Required Writing by Philip Larkin: Larkin is not usually thought of as a poet-critic like T.S. Eliot or Randall Jarrell. But this collection of his essays and journalism is full of the same sly, funny intelligence that animates his poems. His central principle is that “poetry is an affair of sanity, of seeing things as they are,” and he defends it against all the wayward trends and mediocre institutions of what was already emerging, during his lifetime, as the professional poetry world. In “Subsidizing Poetry,” he warned that the proliferation of writing programs risked “killing the goose that laid the golden eggs by choking it with cream.” As a critic of individual writers, too, Larkin is superb, because he reads with the wholehearted involvement of a true poet. His admiration for Thomas Hardy and John Betjeman is not just literary but personal. Likewise, you can feel the sense of personal betrayal when he writes about the frivolities of late Auden: “one cannot escape the conclusion that Auden, never a pompous poet, has become an unserious one.”

Sincerity and Authenticity by Lionel Trilling: To get a sense of Trilling’s complete range as a critic, the best choice is his selected essays, “The Moral Obligation to Be Intelligent.” But this short book, based on a series of six lectures, shows the essence of his technique—using literary criticism to explore the history of ideas, of sensibilities, even of morals. Why is it, Trilling asks, that modern literature is the literature of what Hegel called “unhappy consciousness”? Why do modern writers believe it is more important to be authentic than to be good or happy? Tracing the history of this evolution, from Jane Austen down to Herbert Marcuse, Trilling manages to strip modernism of its classroom respectability and make its real shock and challenge come alive. He also shows how literary criticism, at its best, is not just about literature but about life.

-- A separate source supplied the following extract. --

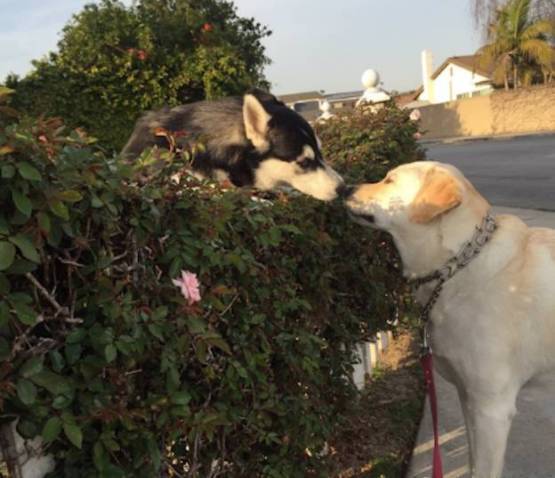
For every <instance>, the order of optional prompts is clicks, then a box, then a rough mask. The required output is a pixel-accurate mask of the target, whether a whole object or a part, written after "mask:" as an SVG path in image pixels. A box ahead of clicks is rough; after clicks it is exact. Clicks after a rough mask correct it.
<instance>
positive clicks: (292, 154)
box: [122, 90, 344, 201]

Letters on Literature and Politics by Edmund Wilson: If Trilling is the critic as moralist, Wilson is the critic as journalist, and this cleverly edited collection of his letters offers a wonderfully alluring picture of the life of the working man of letters. As we follow Wilson’s career over half a century, we see the history of modern literature unfolding. He tells Scott Fitzgerald how to find a copy of Ulysses in 1921, debates Trotsky vs. Stalin with Malcolm Cowley in 1937, and quizzes his Russian friends about Pasternak in 1958. All along, the letters show Wilson contriving to get paid for following his passions, as he moves from Vanity Fair to the New Republic to the New Yorker. Wilson’s gift for making a home in literature helps to explain his extraordinary confidence and authority as a critic.

Adam Kirsch is a book critic for the New York Sun and the author most recently of “The Modern Element: Essays on Contemporary Poetry” (WW Norton).